One of the issues of reinforcement learning is how it handles hierarchical actions.

What are Hierarchical Actions?

In order to explain hierarchical actions, let us take a look at a real-world example. Consider the task of baking a sweet potato pie. The high-level action of making a sweet potato pie can be broken down into numerous low-level sub steps: cut the sweet potatoes, cook the sweet potatoes, add sugar, add flour, etc.

You will also notice that each of the low-level sub steps mentioned above can further be broken down into even further steps. For example, the task of cutting a sweet potato can be broken down into the following steps: move right arm to the right, orient right arm above the pie, bring arm down, etc.

Each of those sub steps of sub steps can then be further broken down into even smaller steps. For example, “moving right arm to the right” might involve thousands of different muscle contractions. Can you see where we are going here?

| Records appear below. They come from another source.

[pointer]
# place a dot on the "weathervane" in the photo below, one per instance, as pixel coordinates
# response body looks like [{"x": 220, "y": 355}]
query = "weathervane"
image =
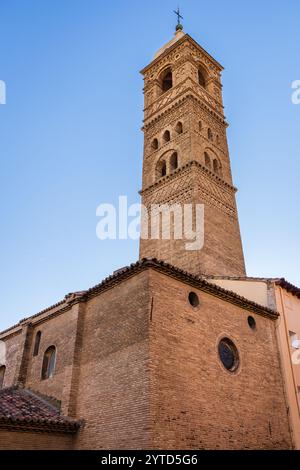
[{"x": 179, "y": 17}]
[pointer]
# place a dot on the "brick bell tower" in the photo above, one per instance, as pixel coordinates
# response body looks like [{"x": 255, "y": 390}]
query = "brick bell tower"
[{"x": 186, "y": 158}]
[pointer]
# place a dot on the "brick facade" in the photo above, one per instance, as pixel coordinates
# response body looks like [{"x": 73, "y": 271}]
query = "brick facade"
[
  {"x": 148, "y": 373},
  {"x": 202, "y": 134}
]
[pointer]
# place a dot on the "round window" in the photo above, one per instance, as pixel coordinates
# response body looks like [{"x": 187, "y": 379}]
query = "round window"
[
  {"x": 228, "y": 354},
  {"x": 193, "y": 299}
]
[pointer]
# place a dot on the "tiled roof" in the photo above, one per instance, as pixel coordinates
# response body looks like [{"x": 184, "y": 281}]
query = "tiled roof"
[
  {"x": 109, "y": 282},
  {"x": 289, "y": 287},
  {"x": 21, "y": 408},
  {"x": 278, "y": 281}
]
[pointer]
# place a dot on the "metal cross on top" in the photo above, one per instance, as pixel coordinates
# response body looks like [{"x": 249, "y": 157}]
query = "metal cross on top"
[{"x": 179, "y": 17}]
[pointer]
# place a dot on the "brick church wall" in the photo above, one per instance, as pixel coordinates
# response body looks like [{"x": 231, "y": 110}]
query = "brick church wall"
[
  {"x": 113, "y": 394},
  {"x": 196, "y": 402}
]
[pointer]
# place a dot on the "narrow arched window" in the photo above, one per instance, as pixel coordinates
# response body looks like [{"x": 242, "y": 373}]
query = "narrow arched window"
[
  {"x": 166, "y": 136},
  {"x": 154, "y": 144},
  {"x": 161, "y": 169},
  {"x": 2, "y": 374},
  {"x": 37, "y": 343},
  {"x": 216, "y": 166},
  {"x": 166, "y": 80},
  {"x": 49, "y": 361},
  {"x": 201, "y": 79},
  {"x": 174, "y": 161},
  {"x": 207, "y": 160},
  {"x": 179, "y": 128}
]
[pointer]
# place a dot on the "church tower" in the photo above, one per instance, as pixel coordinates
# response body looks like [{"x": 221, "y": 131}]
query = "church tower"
[{"x": 186, "y": 159}]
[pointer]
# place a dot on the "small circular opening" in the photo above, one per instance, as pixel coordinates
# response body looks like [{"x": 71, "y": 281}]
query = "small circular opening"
[
  {"x": 228, "y": 354},
  {"x": 251, "y": 323},
  {"x": 193, "y": 299}
]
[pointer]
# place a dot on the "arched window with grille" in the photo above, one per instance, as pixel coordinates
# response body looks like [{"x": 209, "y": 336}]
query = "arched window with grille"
[
  {"x": 179, "y": 127},
  {"x": 49, "y": 362},
  {"x": 166, "y": 136},
  {"x": 37, "y": 343},
  {"x": 201, "y": 78},
  {"x": 2, "y": 374},
  {"x": 166, "y": 80},
  {"x": 161, "y": 169},
  {"x": 174, "y": 161},
  {"x": 207, "y": 160},
  {"x": 154, "y": 144}
]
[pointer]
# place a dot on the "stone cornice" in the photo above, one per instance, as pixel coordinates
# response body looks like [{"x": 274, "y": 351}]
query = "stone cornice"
[
  {"x": 187, "y": 94},
  {"x": 183, "y": 168},
  {"x": 208, "y": 101},
  {"x": 185, "y": 38},
  {"x": 140, "y": 266}
]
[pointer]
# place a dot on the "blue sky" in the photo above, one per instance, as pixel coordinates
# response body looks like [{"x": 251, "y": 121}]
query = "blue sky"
[{"x": 70, "y": 134}]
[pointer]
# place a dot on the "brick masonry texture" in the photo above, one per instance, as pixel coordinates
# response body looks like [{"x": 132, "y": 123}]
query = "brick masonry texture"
[
  {"x": 149, "y": 376},
  {"x": 135, "y": 361}
]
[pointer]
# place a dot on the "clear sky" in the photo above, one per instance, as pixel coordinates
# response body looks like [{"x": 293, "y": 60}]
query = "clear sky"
[{"x": 70, "y": 134}]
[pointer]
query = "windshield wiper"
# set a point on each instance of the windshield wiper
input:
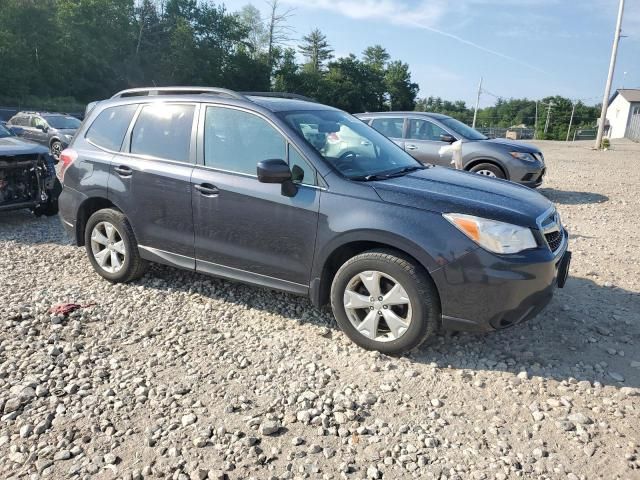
(405, 170)
(386, 176)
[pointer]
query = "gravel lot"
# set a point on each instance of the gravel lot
(188, 377)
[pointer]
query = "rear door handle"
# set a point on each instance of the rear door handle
(207, 190)
(123, 171)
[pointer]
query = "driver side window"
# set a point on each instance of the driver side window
(301, 172)
(38, 122)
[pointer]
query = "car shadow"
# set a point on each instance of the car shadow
(564, 197)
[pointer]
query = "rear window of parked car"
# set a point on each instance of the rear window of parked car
(109, 129)
(164, 131)
(389, 127)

Reinforcement learning involves training a software agent to learn by experience through trial and error. A basic reinforcement learning algorithm would need to do a search over thousands of low-level actions in order to execute the task of making a sweet potato pie. Thus, reinforcement learning methods would quickly get inefficient for tasks that require a large number of low-level actions.

How to Solve the Hierarchical Action Problem

One way to solve the hierarchical action problem is to represent a high-level behavior (e.g. making a sweet potato pie) as a small sequence of high-level actions. 

For example, where the solution of making a sweet potato pie might entail 1000 low-level actions, we might condense these actions into 10 high-level actions. We could then have a single master policy that switches between each of the 10 sub-policies (one for each action) every N timesteps. The algorithm explained here is known as meta-learning shared hierarchies and is explained in more detail at OpenAi.com.

We could also integrate supervised learning techniques such as ID3 decision trees. Each sub-policy would be represented as a decision tree where the appropriate action taken is the output of the tree. The input would be a transformed version of the state and reward that was received from the environment. In essence, you would have decisions taken within decisions.